• PollFemale
  • just for fun and interest, should i wear a belt after after the wedding?

Tjc Since starting to wear my belt (and later bra and bands) I’ve found that the thrill is in the hunt. It’s thrilling to pursue that orgasm each month, it’s actually more satisfying to me than the actual orgasm is, which feels great obviously but it’s more the prize at the end of a successful hunt.
Kind of like stalking the pray for weeks and finally getting there. I would be interested to hear @Angelina observation on that and if that makes her feel more or less inclined to restrict her own orgasms further. Or if that feeling develops over time

    Sasha I agree. The looking forward to and anticipation is an ongoing excitement. The actual release of the orgasm for most men means the arousal is over for awhile, almost to the point of being a cliché. Having the ongoing arousal from the anticipation, I find, is great. Since my accountability partner and I added my progress in some courses I am taking to the criteria for "me time", it makes doing the assignments more interesting. I don't find the denial distracting as some people have suggested. It is just always a reminder of what is coming if I stick with the program.
    I have not thought of it as a hunt, but that is a great mental image. I have this picture of you as a great jungle cat out stalking an orgasm.
    It will be interesting to see how @Angelina looks at her situation over the six month trial and how that affects their plans to move forward, if they decide to.
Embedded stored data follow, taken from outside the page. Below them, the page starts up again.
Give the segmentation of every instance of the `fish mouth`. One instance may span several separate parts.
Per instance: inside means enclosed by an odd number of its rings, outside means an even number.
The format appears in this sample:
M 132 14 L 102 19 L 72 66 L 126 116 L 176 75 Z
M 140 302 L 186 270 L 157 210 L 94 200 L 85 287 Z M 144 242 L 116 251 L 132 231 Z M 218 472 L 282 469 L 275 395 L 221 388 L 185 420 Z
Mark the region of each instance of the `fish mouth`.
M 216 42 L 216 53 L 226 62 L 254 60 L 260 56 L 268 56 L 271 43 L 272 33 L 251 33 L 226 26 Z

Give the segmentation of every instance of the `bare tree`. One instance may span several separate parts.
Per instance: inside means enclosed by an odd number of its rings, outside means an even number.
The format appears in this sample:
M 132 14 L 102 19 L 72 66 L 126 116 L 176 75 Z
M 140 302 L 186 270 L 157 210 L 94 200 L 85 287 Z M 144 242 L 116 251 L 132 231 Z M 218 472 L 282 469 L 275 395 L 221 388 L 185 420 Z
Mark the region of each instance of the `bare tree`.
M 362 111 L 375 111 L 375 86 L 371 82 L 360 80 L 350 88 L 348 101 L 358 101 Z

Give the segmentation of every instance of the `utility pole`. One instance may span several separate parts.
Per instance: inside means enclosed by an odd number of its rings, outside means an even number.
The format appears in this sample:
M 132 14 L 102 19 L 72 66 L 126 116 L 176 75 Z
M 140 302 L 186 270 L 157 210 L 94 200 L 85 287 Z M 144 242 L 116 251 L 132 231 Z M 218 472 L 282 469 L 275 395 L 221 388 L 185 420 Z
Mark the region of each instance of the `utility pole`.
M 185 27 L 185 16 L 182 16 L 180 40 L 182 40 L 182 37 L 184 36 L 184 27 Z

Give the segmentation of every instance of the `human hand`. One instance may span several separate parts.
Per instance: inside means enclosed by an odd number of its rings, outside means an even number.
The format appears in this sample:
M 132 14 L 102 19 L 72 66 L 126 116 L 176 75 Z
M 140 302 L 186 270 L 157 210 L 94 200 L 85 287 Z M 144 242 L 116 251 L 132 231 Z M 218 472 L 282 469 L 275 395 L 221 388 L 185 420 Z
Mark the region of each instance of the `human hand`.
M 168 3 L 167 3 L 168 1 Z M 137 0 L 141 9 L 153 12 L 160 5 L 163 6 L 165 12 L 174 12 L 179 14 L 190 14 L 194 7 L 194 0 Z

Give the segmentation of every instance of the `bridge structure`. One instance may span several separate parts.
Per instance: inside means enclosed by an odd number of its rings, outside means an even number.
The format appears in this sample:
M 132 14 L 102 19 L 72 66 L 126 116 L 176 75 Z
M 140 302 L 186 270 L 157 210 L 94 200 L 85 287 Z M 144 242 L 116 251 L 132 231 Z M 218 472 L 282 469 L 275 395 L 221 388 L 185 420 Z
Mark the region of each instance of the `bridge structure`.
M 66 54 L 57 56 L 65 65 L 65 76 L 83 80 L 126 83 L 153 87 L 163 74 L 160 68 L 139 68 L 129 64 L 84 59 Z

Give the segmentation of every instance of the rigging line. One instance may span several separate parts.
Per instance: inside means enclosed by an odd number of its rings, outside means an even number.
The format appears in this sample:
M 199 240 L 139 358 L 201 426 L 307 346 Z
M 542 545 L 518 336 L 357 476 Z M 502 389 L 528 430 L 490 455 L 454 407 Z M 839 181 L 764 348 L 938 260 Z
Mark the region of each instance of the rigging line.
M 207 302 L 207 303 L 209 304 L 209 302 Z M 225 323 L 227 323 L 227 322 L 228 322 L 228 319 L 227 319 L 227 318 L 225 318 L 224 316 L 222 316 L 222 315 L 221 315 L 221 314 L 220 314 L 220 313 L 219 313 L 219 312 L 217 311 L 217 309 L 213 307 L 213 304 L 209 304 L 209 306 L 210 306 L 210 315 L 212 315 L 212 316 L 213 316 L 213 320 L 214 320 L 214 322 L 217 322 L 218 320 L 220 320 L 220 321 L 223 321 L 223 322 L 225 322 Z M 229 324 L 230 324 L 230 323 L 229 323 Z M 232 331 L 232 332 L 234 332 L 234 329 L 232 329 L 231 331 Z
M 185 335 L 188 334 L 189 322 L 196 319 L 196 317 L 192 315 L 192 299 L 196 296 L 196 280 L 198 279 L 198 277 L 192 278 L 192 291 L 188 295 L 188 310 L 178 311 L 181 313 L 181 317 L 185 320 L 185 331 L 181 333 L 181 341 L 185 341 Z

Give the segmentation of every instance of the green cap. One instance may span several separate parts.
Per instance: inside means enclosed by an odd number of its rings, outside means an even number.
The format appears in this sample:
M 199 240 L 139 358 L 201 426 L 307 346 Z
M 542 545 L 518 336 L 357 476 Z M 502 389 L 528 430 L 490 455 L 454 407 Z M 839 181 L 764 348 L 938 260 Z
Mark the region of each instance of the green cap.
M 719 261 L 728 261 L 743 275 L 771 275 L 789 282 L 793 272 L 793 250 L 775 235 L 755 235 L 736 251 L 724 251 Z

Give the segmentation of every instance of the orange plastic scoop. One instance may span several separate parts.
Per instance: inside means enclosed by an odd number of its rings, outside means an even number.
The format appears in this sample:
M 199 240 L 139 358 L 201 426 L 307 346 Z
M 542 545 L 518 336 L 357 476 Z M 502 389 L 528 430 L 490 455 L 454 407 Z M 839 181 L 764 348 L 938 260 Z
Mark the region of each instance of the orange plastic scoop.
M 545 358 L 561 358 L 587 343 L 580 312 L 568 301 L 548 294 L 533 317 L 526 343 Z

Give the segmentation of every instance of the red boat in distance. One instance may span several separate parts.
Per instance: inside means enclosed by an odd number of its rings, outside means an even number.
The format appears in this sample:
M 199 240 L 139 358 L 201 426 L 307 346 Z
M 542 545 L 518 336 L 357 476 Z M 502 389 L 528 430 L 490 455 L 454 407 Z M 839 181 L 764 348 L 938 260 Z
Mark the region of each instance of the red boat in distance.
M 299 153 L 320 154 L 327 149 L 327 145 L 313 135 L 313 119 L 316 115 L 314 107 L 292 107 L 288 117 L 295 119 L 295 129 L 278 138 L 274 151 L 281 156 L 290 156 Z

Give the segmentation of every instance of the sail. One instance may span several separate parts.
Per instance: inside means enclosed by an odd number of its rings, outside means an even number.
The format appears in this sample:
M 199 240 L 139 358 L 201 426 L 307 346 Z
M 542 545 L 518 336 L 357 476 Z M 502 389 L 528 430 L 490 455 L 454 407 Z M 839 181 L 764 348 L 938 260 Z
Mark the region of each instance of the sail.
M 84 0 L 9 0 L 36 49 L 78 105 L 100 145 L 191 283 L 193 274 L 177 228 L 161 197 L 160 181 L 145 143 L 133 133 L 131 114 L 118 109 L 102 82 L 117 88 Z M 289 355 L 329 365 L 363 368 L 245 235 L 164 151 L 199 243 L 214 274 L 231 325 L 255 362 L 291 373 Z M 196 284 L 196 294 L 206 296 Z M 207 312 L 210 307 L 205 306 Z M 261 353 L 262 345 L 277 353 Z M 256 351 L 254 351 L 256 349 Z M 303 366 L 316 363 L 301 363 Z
She is a good writer and good at sharing how she feels so it is something to look forward to.

      Damien

      no, i don't get orgasms by rubbing my breasts, but i can stimulate myself a lot. the question should be the other way round. i give my sexual control to my wife and that includes my breasts

      Sasha Curious if you’ve discussed how the other will feel if the safe word is used.

      we have discussed that there will be no discussions in the first 6 months. if someone uses the safeword, the belt will be opened and the ‘game’ is over. of course we would analyse later what didn't work

      Tjc I suspect that even if the number of orgasms for you does not change (although I suspect it will) you will have a constant awareness that the number and timing is not under your control.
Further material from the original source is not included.